Former Syrian president Bashar al-Assad has repeatedly condemned Turkey's affiliation with terrorist organizations; during a 2015 interview, Assad mentioned that military and logistic support from Turkey was the key factor in the 2015 Idlib offensive. He also blamed Turkey for the failure of a humanitarian ceasefire plan in Aleppo. His sentiment was shared by Iranian analysts, who said that Turkey is the main culprit in supporting the terrorist movements of ISIL.

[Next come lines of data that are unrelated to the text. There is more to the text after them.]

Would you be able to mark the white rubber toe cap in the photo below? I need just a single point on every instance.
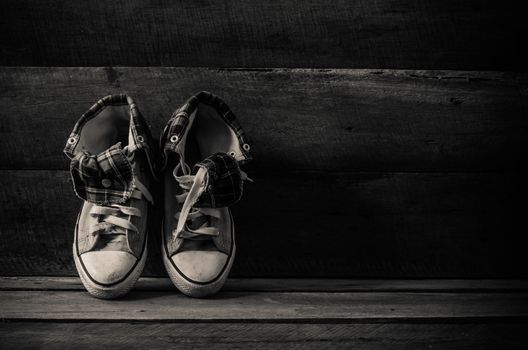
(200, 266)
(107, 267)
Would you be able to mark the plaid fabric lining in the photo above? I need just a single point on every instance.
(107, 178)
(180, 119)
(224, 186)
(139, 127)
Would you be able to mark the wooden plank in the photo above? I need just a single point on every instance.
(31, 335)
(345, 120)
(258, 307)
(283, 33)
(308, 224)
(286, 285)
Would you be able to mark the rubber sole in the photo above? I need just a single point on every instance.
(197, 290)
(116, 290)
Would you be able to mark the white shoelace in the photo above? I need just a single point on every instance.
(115, 219)
(193, 186)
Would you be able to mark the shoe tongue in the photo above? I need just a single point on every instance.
(113, 242)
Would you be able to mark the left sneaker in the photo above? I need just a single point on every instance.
(112, 167)
(203, 145)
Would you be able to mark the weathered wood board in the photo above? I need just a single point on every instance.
(437, 34)
(339, 120)
(308, 224)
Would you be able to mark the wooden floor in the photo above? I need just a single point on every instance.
(55, 312)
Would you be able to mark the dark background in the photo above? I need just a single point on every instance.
(389, 136)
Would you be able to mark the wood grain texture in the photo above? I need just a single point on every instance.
(48, 283)
(43, 335)
(258, 307)
(238, 33)
(308, 224)
(345, 120)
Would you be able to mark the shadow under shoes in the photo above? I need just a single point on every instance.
(112, 166)
(203, 145)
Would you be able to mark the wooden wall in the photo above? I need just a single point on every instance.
(389, 137)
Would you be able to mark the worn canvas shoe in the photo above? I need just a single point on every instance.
(112, 166)
(203, 145)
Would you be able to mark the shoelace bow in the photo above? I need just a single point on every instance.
(193, 186)
(112, 217)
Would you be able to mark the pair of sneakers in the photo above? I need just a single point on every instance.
(114, 164)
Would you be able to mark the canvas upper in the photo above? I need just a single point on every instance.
(203, 146)
(113, 160)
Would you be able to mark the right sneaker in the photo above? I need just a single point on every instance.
(203, 145)
(112, 166)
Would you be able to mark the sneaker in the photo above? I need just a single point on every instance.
(112, 167)
(203, 145)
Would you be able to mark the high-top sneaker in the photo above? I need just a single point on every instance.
(112, 167)
(203, 145)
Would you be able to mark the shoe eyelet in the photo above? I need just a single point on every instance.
(106, 183)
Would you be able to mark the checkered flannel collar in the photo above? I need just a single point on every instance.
(176, 127)
(108, 178)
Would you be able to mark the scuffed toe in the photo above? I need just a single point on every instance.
(108, 267)
(200, 266)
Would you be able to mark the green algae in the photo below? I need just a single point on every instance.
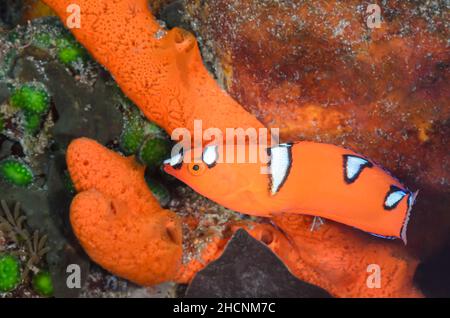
(9, 273)
(31, 98)
(16, 172)
(43, 284)
(132, 136)
(32, 123)
(69, 51)
(153, 151)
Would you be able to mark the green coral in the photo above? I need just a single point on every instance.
(42, 284)
(31, 98)
(144, 139)
(154, 151)
(16, 172)
(32, 123)
(69, 50)
(9, 273)
(133, 134)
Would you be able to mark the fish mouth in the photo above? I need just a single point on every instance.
(175, 161)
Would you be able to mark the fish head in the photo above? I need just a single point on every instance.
(207, 172)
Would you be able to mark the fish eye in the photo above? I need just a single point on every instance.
(196, 168)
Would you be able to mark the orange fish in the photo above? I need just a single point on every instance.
(305, 177)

=== Antiquities smuggling ===
In 2016, Russian envoy Vitaly Churkin reported in an official letter to the UN that antiquities were smuggled from Syria and Iraq to Turkey, primarily through Gaziantep, where they were illegally auctioned. He noted the emergence of new smuggling hubs on the Turkish-Syrian border, facilitated by Turkish transport companies. Smuggled items reached İzmir, Mersin, and Antalya, where international criminal groups forged documentation for the artifacts. Turkey has pledged to investigate these allegations, asserting that they are politically motivated. In 2015, Syria's antiquities chief said Turkey refused to return looted objects from ancient heritage sites in Syria or to provide information about them. Also, Turkey said that it allows ISIL to smuggle Syrian antiquities through the country.

Reports emerged again in 2019 that, following Operation Olive Branch, more than 16,000 artifacts such as glass, pottery and mosaics, mostly from Afrin District, were looted and smuggled to Turkey by Syrian rebels. In 2022, the Russian Defense Ministry said that Turkish-backed forces illegally performed excavations in northern Syria by using explosives and heavy equipment that destroyed ancient sites; in response, Turkey deployed soldiers in some of the ancient sites and started an operation to retrieve smuggled Syrian items in Turkey.

=== Water supplies ===
In March 2020, nongovernmental organizations, the World Health Organization and the Kurdish-led administration in northeast Syria said that the water supply from the Alouk pumping station had been repeatedly interrupted after Turkey and its allies took control of the Alouk water station after the Turkish offensive in October 2019. In addition, local authorities and humanitarian groups in Northeast Syria said that they are unable to bring additional supplies into the region because the border with the Kurdistan Region of Iraq is closed. They all warned against doing these in the midst of the COVID-19 pandemic.

In August 2020, the Assad regime and the Kurds accused Turkey and its allies of cutting off water to al-Hasakah Governorate. The deputy United Nations Humanitarian Coordinator for Syria told the Security Council that there were frequent water cuts in al-Hasakah and al-Hawl. The Permanent Representative of Turkey to the United Nations, Feridun Sinirlioğlu, denied the accusations, adding that the water station is powered from a dam, which is controlled by the Syrian Democratic Forces.